# Sit and Reach



## CTrain (Apr 17, 2006)

I have my first PAT Test coming up on April 5th. One thing though... not quite sure what the sit and reach consists of. Can anyone help me out?


----------



## RCS (Jan 3, 2005)

CTrain,

This comes from the Connecticut State Police site,

Sit and Reach: This test measures flexibility of the lower back and upper leg area. The test involves stretching out to touch the toes or beyond with extended arms from a sitting position. The score is the number of inches reached on a yardstick with 15 inches being at the toes and the 36-inch mark being beyond the toes. (Applicants are permitted three tries at this test.

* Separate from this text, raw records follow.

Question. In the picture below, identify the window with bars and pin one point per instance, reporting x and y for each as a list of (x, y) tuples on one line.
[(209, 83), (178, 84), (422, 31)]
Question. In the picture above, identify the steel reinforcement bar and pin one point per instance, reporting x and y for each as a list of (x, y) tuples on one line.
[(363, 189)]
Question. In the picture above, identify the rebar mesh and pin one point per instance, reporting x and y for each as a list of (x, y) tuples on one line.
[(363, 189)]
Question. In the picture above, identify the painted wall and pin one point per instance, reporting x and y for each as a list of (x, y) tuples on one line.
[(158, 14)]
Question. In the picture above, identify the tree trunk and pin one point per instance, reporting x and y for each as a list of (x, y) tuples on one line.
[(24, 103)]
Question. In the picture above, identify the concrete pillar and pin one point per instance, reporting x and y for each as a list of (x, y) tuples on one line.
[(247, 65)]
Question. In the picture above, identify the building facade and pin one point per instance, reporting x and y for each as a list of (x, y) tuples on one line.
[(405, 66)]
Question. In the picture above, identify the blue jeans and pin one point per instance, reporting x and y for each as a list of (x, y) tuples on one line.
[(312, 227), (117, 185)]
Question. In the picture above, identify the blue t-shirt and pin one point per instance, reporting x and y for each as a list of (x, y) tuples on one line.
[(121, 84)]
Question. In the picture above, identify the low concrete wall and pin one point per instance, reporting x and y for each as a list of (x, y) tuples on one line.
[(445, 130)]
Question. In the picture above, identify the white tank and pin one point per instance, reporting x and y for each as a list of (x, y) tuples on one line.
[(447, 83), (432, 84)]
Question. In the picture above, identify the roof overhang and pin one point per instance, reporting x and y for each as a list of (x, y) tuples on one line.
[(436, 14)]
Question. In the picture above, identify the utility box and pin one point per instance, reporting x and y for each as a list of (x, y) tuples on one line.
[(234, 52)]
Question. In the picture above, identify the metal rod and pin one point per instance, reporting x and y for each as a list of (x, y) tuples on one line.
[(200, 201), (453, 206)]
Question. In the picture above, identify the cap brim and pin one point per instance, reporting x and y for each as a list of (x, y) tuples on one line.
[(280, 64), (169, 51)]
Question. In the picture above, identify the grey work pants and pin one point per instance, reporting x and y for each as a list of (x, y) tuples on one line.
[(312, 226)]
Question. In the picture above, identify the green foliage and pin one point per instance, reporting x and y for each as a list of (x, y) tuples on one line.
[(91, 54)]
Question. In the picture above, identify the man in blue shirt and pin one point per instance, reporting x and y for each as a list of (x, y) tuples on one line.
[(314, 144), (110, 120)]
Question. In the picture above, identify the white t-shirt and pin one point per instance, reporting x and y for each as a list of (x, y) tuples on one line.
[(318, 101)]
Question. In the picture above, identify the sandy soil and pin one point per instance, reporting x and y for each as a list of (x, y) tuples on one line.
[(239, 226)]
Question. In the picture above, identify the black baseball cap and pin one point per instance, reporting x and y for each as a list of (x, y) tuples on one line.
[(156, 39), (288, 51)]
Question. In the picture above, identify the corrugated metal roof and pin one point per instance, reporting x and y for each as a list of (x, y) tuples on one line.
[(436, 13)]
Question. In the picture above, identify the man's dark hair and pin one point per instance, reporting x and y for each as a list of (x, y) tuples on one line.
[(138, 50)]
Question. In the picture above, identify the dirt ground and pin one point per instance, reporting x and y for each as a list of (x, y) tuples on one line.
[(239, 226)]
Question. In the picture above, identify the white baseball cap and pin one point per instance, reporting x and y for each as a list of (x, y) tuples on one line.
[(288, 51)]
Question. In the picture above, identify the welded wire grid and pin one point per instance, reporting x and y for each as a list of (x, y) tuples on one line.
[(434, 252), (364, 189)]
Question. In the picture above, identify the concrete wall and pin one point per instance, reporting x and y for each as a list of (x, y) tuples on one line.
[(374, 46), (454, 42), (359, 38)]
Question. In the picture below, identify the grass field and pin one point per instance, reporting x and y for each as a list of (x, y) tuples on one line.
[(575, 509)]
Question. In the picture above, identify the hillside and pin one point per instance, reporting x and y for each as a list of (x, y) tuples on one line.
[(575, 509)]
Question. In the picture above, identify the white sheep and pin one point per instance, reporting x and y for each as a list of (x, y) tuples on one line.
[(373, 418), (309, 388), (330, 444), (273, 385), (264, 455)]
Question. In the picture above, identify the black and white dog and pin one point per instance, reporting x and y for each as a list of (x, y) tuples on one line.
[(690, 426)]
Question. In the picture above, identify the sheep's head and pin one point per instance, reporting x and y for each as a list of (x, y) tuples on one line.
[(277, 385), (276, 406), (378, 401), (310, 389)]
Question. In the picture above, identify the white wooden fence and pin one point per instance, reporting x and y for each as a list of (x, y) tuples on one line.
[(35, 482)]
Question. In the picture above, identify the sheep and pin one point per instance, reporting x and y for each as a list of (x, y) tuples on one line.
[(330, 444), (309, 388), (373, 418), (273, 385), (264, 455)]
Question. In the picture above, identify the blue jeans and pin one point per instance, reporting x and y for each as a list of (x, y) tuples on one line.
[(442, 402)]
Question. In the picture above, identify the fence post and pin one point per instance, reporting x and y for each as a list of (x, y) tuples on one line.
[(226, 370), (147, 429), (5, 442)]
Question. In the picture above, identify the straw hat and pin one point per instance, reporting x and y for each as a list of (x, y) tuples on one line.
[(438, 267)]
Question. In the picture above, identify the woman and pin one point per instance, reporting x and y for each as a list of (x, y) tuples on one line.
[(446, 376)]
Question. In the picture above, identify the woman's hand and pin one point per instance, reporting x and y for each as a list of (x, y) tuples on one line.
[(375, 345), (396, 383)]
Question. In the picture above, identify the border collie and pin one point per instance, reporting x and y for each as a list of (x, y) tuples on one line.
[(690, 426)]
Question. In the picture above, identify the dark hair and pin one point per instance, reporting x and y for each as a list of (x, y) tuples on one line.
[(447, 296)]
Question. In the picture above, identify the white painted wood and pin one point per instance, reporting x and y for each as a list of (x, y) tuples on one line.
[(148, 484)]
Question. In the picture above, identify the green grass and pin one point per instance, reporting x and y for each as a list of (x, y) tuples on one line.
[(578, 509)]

The highest score is the final score.)


Picture sitting down on the ground, legs locked straight out, and having to reach past your toes about 2 inches


----------



## WaterPistola (Nov 4, 2007)

when i did it at my last PAT, i pretended to reach for the stars and passed!


----------



## Nighttrain (Dec 10, 2004)

:L: 

Casey Kasum Lives!!!


----------



## bikecop34 (Jul 15, 2004)

RCS said:


> CTrain,
> 
> This comes from the Connecticut State Police site,
> 
> ...


This may have change since I graduated from the 22nd MPOC in Agawam in 1994 (ouch, when did I get that old?), but I was told NOT to lock my knees. Obviously, you can't bend them at 90 degrees or anything, but locking them out can cause knee injuries. Ask for clarification, as locking them out also decreases your reach potential. Good luck!


----------